Principes directeurs
En début d’année, le Conseil fédéral a rendu public son rapport de politique extérieure 2000. Ce dernier dresse un portrait de la situation internationale et propose les futures pistes à suivre pour le gouvernement. Face à la globalisation, à la construction européenne en contrepoids de la prédominance américaine, aux migrations, à la pauvreté et aux enjeux de l’ère numérique, le rapport met en avant une coopération internationale qui n’entame ni l’indépendance, ni la marge de manœuvre de la Suisse. Parmi les objectifs annoncés: ceux d’une adhésion à l’ONU et d’une réouverture des négociations en vue d’une entrée dans l’Union Européenne (UE), alors imaginée pour la magistrature 2003-2007 [1]. Le rapport met aussi l’accent sur l’importance d’une participation helvétique au nouvel espace européen de sécurité dit «de Schengen», projet que la responsable du Département fédéral de Justice et Police Ruth Metzler a défendu en priorité auprès de ses homologues européens durant l’année sous revue.
Anticipant sur sa position monolithique vis-à-vis du contre-projet à l’initiative populaire «Oui à l’Europe» (voir infra), le Conseil des Etats s’est montré critique envers le rapport fédéral. Les vœux gouvernementaux pour une adhésion à terme à l’UE ne l’ont pas convaincu, si bien que les sénateurs, par 25 voix contre 13, ont pris acte du rapport sans l’approuver. Deux mois plus tôt, la commission de politique extérieure des Etats avait déjà choisi cette option, à 8 contre 3. Au but explicite d’une adhésion européenne, la chambre haute préfère des horizons plus variés, comprenant notamment des accords bilatéraux et l’éventualité d’un nouvel Espace économique européen (EEE) [2]. Le rapport a été mieux accueilli au National.
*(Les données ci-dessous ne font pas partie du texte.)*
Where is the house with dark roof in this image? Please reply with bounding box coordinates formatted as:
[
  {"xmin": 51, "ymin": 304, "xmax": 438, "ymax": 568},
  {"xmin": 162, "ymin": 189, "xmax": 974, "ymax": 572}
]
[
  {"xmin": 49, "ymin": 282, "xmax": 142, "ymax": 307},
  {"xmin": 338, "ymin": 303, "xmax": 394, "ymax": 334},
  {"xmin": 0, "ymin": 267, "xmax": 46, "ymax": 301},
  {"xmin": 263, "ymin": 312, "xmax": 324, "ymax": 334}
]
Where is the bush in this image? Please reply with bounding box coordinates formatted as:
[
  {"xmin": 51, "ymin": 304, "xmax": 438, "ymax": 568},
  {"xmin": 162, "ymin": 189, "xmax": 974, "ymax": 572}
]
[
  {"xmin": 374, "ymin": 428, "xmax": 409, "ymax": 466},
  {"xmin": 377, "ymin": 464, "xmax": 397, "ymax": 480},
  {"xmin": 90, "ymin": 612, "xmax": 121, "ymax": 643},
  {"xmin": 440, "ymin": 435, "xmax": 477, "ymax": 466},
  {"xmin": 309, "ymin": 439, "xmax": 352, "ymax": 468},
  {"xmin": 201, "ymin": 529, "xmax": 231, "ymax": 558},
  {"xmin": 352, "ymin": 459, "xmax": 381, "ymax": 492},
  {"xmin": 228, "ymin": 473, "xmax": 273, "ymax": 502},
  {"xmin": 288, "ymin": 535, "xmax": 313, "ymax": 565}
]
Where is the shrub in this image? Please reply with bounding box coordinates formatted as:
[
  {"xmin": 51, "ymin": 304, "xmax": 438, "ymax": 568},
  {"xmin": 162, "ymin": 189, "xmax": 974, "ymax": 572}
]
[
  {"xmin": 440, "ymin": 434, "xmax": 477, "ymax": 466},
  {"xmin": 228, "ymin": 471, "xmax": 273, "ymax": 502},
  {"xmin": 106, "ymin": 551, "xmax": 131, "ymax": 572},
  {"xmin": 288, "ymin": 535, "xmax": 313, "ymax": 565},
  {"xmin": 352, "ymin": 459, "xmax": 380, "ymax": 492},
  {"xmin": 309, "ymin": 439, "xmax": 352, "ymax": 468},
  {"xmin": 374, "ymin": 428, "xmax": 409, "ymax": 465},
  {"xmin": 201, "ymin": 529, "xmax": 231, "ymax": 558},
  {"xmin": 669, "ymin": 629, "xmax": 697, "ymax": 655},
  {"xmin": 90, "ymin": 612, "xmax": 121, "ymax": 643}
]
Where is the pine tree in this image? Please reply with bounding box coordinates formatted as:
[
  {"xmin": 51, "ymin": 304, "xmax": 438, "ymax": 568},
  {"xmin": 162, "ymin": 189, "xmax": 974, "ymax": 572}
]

A l’exception de l’aile blochérienne des parlementaires UDC – fermement opposée aux objectifs de l’ONU et à une adhésion à l’UE – et d’une minorité radicale préconisant de prendre acte du rapport sans approuver, la majorité a donné son aval au texte gouvernemental (98 contre 40) [3].
Pour la première fois, le Conseil fédéral a présenté à l’Assemblée fédérale un rapport sur les traités internationaux conclus en 2000. Cette disposition fait suite à un nouvel article ajouté à la loi sur les rapports entre les conseils: chaque année, le gouvernement devra dresser la liste des traités entre la Suisse et un autre Etat. Dans ce rapport, le Conseil fédéral énumère les pays et les interlocuteurs gouvernementaux avec qui il a collaboré, et précise les dates et les grandes lignes du traité conclu [4].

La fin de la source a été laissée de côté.